On reconnaît la grandeur d’une civilisation à sa gestion des excréments. Véridique, les premiers égouts apparaissent dès l’âge du bronze, entre 3 000 et 1 000 av. J.-C. Ainsi de Rome, qui construisit sa superpuissance sur les arcanes complexes d’un système de tout-à-l’égout, dont la Cloaca Maxima, le principal canal collecteur encore en usage aujourd’hui. De même, l’empereur Vespasien, dont le nom a été malicieusement donné ensuite aux urinoirs publics, pour moquer sa brillante initiative de collecter l’urine afin d’en extraire la précieuse ammoniaque pour la teinturerie.
L’histoire des toilettes publiques est en réalité passionnante. À Paris, elles apparaissent à la fin du XVIIIème siècle et ne cessent d’évoluer avec la société. Un temps interdites par les bonnes mœurs car lieu de rencontres homosexuelles, elles seront finalement transformées en panneaux publicitaires ou rendues temporairement payantes par JCDecaux. On leur a prêté bien des noms : barils d’aisance, édicules Rambuteau, vespasienne, colonnes moresques, pissotières, sanisettes… Et à présent, donc, Urilift.

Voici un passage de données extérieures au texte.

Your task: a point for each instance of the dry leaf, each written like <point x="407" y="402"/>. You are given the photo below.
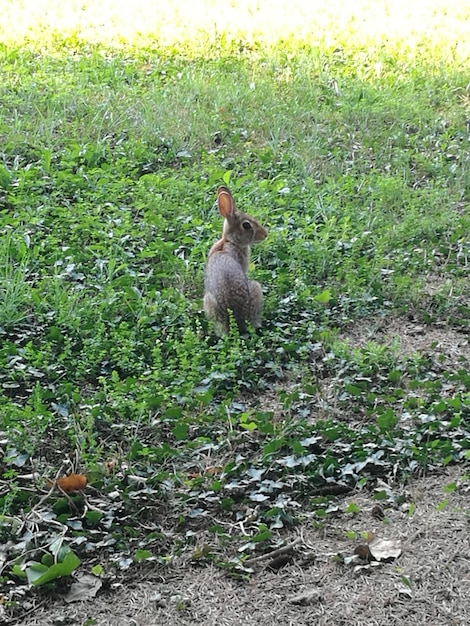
<point x="86" y="587"/>
<point x="385" y="549"/>
<point x="72" y="482"/>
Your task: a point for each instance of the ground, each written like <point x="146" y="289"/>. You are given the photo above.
<point x="428" y="583"/>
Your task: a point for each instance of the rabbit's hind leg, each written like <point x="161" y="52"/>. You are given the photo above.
<point x="256" y="302"/>
<point x="217" y="314"/>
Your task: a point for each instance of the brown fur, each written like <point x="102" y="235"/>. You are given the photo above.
<point x="226" y="284"/>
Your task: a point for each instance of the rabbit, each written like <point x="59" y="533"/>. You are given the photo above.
<point x="226" y="284"/>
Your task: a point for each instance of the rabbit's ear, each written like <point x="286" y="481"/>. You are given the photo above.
<point x="225" y="202"/>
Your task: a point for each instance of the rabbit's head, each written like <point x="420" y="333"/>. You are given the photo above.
<point x="239" y="228"/>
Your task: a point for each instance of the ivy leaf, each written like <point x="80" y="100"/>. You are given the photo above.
<point x="39" y="574"/>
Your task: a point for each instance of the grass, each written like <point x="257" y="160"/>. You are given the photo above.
<point x="349" y="141"/>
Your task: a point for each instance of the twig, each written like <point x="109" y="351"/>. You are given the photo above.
<point x="273" y="554"/>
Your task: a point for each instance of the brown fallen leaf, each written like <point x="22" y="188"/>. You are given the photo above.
<point x="72" y="482"/>
<point x="363" y="552"/>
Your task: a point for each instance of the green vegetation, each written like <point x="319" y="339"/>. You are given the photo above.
<point x="353" y="150"/>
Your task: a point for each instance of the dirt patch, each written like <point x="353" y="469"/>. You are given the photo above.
<point x="447" y="344"/>
<point x="429" y="582"/>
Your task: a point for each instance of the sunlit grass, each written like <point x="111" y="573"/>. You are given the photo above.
<point x="419" y="26"/>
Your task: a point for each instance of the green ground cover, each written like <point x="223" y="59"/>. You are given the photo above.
<point x="352" y="147"/>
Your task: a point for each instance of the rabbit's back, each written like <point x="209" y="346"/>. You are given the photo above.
<point x="226" y="284"/>
<point x="226" y="287"/>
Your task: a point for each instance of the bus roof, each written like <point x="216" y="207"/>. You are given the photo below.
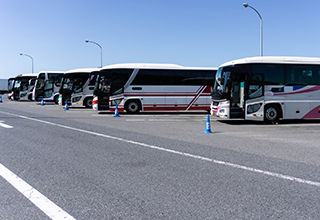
<point x="142" y="66"/>
<point x="152" y="66"/>
<point x="83" y="70"/>
<point x="28" y="75"/>
<point x="62" y="72"/>
<point x="275" y="60"/>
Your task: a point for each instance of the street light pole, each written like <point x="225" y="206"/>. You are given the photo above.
<point x="28" y="56"/>
<point x="261" y="47"/>
<point x="88" y="41"/>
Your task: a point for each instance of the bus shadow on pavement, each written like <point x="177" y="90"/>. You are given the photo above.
<point x="281" y="122"/>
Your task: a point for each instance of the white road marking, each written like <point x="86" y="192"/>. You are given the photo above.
<point x="43" y="203"/>
<point x="268" y="173"/>
<point x="5" y="125"/>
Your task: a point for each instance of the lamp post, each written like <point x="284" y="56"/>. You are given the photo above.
<point x="28" y="56"/>
<point x="89" y="41"/>
<point x="261" y="48"/>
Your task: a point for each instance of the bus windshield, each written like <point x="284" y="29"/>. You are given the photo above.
<point x="222" y="82"/>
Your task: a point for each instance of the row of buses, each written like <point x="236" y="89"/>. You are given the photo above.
<point x="256" y="88"/>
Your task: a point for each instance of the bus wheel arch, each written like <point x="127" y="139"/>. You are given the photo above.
<point x="30" y="97"/>
<point x="88" y="102"/>
<point x="133" y="106"/>
<point x="56" y="99"/>
<point x="272" y="113"/>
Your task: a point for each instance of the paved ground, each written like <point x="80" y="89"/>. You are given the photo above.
<point x="86" y="165"/>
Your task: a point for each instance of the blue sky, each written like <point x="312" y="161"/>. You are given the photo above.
<point x="197" y="33"/>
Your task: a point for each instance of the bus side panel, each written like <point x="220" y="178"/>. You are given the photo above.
<point x="152" y="97"/>
<point x="201" y="99"/>
<point x="296" y="102"/>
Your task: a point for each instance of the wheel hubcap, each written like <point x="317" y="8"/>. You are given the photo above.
<point x="271" y="113"/>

Mot valise anglais poétiquement formé par l’association de urine (transparent, quoique…) et lift (le soulèvement), il désigne un nouveau modèle de sanisette à la pointe de l’innovation. Installées la semaine dernière à Paris, place des Abbesses, dans le quartier de Montmartre, celles-ci combinent la reconnaissance des fluides corporels et la pudeur de les garder cachés. Urilift, cabine de toilettes noctambule conçue par la société hollandaise Pop-Up Toilets, est enfouie sous nos pieds en journée. La nuit, elle sort de sa tanière pour accueillir les mictions nocturnes et libérées de nos concitoyen·ne·s, grâce à sa combinaison d’une cabine fermée ET de pissotières. À l’aube venue, quand la rosée ajoute aux gouttes, Urilifit regagne son repère souterrain, tel un justicier masqué, se fondant parfaitement dans le paysage.